Nach der Rechtsprechung des Europäischen Gerichtshofs ist die Vorschrift des Art. 16 Nr. 1 EuGVÜ nicht weiter auslegen, als es ihrem Ziel entsprechend erforderlich ist (Kropholler a.a.O., Art, 16 Rdn. 18 m.N.). Die ausschließliche internationale Zuständigkeit der Gerichte des Belegenheitsstaates für Rechtsstreitigkeiten über die Rechte und Pflichten aus Miet- und Pachtverhältnissen, unabhängig von ihrer Dauer, ist aber nach der Rechtsprechung des Europäischen Gerichtshofs nur deshalb gerechtfertigt, weil in derartigen Streitigkeiten Regelungen des Eigentums an Immobilien und zwingenden Sondervorschriften des Belegenheitsstaates über die Miet- und Pachtverhältnisse entscheidungserheblich sein können (EuGH, Urteil vom 15. Januar 1985, Rösler/Rottwinkel, Rs. 241/83, Slg. 1985, 99, 102 = NJW 1985, 905 IPRAX 1986, 97 mit Anm. von Kreuzer a.a.O. 75; Kropholler a.a.O., Art. 16 Rdn. 19 m. w. N.).
Im Hinblick auf diese Zielsetzung ist Art. 16 Nr. 1 EuGVÜ auf Klagen der vorliegenden Art nicht anzuwenden. Bei der Kontrolle von Allgemeinen Geschäftsbedingungen im Verfahren nach den §§ 13ff. AGB-Gesetz, die – wie hier – in der Bundesrepublik Deutschland bei Abschluß von Verträgen verwendet werden, die dem deutschen Recht unterliegen, sind die vom Europäischen Gerichtshof genannten Gründe für die Anwendung des Art. 16 Nr. 1 EuGVÜ ohne Bedeutung. Der deutsche Richter überprüft in Verfahren nach den §§ 13ff. AGB-Gesetz die beanstandeten Regelungen ausschließlich anhand des deutschen materiellen Rechts. Rechtsfragen, die in einem Prozeß zwischen dem Reiseveranstalter und dem Kunden über die Rückzahlung einer Kaution nach zwingenden Vorschriften über Miet- und Pachtverhältnisse des Belegenheitsstaates zu beurteilen wären, sind im Verfahren nach den §§ 13ff. AGB-Gesetz nicht entscheidungserheblich. Das Verfahren nach den §§ 13ff. AGB-Gesetz dient vielmehr einem Schutzzweck, der in Rechtsstreitigkeiten zwischen dem Reiseveranstalter und einem Kunden über die Rechte und Pflichten aus einem Überlassungsvertrag überhaupt nicht erreicht wird.

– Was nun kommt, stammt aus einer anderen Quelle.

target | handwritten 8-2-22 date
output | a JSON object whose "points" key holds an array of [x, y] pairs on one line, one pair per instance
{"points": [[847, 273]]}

Das Verfahren nach den §§ 13ff. AGB-Gesetz soll nämlich den Rechtsverkehr in der Bundesrepublik Deutschland von der Verwendung von Regelungen in Allgemeinen Geschäftsbedingungen freihalten, die nach dem deutschen AGB-Gesetz unzulässig sind (Senatsurteil BGHZ 92, 24, 26 m.w.N.; Hensen a.a.O., § 13 Rdn. 1; Gerlach a.a.O., § 13 AGB-Gesetz Rdn. 11; Palandt/Heinrichs a.a.O., § 13 AGB-Gesetz Anm. 1; Lindacher a.a.O., vor § 13 AGB-Gesetz Rdn. 9/10). Dieser Schutzzweck wird nur dann vollständig erreicht, wenn die Gerichte der Bundesrepublik Deutschland für Verbandsklagen der vorliegenden Art international zuständig sind. Wären nach Art. 16 Nr. 1 EuGVÜ die Gerichte der Staaten, in denen das Ferienhaus oder die Ferienwohnung belegen ist, auch für die Kontrolle der Allgemeinen Geschäftsbedingungen ausschließlich international zuständig, wäre das Regelungsziel des Verfahrens nach den §§ 13ff. AGB-Gesetz nicht erreichbar, weil die typischen umfassenden Urteilswirkungen eines Urteils in diesem Verfahren für die Bundesrepublik Deutschland nicht eintreten würden. Außerdem ist der Kontroll- und Verbotseffekt des deutschen Verfahrens umfangreicher und wirksamer als die vergleichbaren Verfahren in den meisten anderen Mitgliedstaaten der Europäischen Gemeinschaft (vgl. die rechtsvergleichende Übersicht bei Gerlach a.a.O. Rdn. 42/51 und Hensen a.a.O. Rdn. 4/6 jeweils vor Art. 13 AGB-Gesetz).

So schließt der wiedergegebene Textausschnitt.